Share |

What does tf-idf mean?

Tf-idf stands for term frequency-inverse document frequency, and the tf-idf weight is a weight often used in information retrieval and text mining. This weight is a statistical measure used to evaluate how important a word is to a document in a collection or corpus. The importance increases proportionally to the number of times a word appears in the document but is offset by the frequency of the word in the corpus. Variations of the tf-idf weighting scheme are often used by search engines as a central tool in scoring and ranking a document's relevance given a user query.

One of the simplest ranking functions is computed by summing the tf-idf for each query term; many more sophisticated ranking functions are variants of this simple model.

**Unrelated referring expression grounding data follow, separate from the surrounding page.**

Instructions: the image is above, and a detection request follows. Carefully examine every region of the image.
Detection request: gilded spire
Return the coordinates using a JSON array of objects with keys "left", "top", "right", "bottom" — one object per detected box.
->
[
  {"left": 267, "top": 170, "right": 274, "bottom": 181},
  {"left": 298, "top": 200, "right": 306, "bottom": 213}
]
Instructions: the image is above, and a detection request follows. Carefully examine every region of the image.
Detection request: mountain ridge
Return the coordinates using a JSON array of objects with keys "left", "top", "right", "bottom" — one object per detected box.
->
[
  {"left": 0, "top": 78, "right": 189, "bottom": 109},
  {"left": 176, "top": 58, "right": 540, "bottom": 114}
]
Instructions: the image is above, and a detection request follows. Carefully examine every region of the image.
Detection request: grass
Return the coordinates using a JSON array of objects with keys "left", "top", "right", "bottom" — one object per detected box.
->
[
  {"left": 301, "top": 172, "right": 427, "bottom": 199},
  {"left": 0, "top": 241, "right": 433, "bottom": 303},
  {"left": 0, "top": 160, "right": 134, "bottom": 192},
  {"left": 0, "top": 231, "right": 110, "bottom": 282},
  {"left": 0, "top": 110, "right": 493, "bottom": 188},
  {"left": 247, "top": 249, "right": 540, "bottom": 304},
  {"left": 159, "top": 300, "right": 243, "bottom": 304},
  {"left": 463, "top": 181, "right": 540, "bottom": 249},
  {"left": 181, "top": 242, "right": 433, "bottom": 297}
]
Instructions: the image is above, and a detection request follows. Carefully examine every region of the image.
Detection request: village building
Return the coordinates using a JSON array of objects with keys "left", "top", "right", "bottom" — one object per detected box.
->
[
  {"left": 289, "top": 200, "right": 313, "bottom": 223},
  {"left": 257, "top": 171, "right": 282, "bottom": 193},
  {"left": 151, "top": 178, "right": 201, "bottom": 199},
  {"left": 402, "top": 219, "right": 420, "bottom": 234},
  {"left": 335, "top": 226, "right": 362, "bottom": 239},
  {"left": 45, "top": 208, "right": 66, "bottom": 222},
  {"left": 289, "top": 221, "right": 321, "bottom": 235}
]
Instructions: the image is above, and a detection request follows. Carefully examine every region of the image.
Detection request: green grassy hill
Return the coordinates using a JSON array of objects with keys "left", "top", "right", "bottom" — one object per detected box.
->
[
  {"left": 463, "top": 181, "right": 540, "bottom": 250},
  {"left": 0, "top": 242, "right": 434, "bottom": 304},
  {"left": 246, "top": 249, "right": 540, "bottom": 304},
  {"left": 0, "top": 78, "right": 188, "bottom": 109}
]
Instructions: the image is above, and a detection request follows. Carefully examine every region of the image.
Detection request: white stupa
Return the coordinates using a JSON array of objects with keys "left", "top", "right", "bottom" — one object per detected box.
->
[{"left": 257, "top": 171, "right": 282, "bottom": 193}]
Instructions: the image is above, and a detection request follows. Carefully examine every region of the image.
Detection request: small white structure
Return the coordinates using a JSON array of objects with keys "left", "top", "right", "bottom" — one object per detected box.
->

Tf-idf can be successfully used for stop-words filtering in various subject fields including text summarization and classification.

Example:

Consider a document containing 100 words wherein the word cat appears 3 times. The term frequency (i.e., tf) for cat is then (3 / 100) = 0.03. Now, assume we have 10 million documents and the word cat appears in one thousand of these. Then, the inverse document frequency (i.e., idf) is calculated as log(10,000,000 / 1,000) = 4. Thus, the Tf-idf weight is the product of these quantities: 0.03 * 4 = 0.12.

More Resources:

References:

  • K. Sparck Jones. "A statistical interpretation of term specificity and its application in retrieval". Journal of Documentation, 28 (1). 1972.

  • G. Salton and Edward Fox and Wu Harry Wu. "Extended Boolean information retrieval". Communications of the ACM, 26 (11). 1983.

  • G. Salton and M. J. McGill. "Introduction to modern information retrieval". 1983

  • G. Salton and C. Buckley. "Term-weighting approaches in automatic text retrieval". Information Processing & Management, 24 (5). 1988.

  • H. Wu and R. Luk and K. Wong and K. Kwok. "Interpreting TF-IDF term weights as making relevance decisions". ACM Transactions on Information Systems, 26 (3). 2008.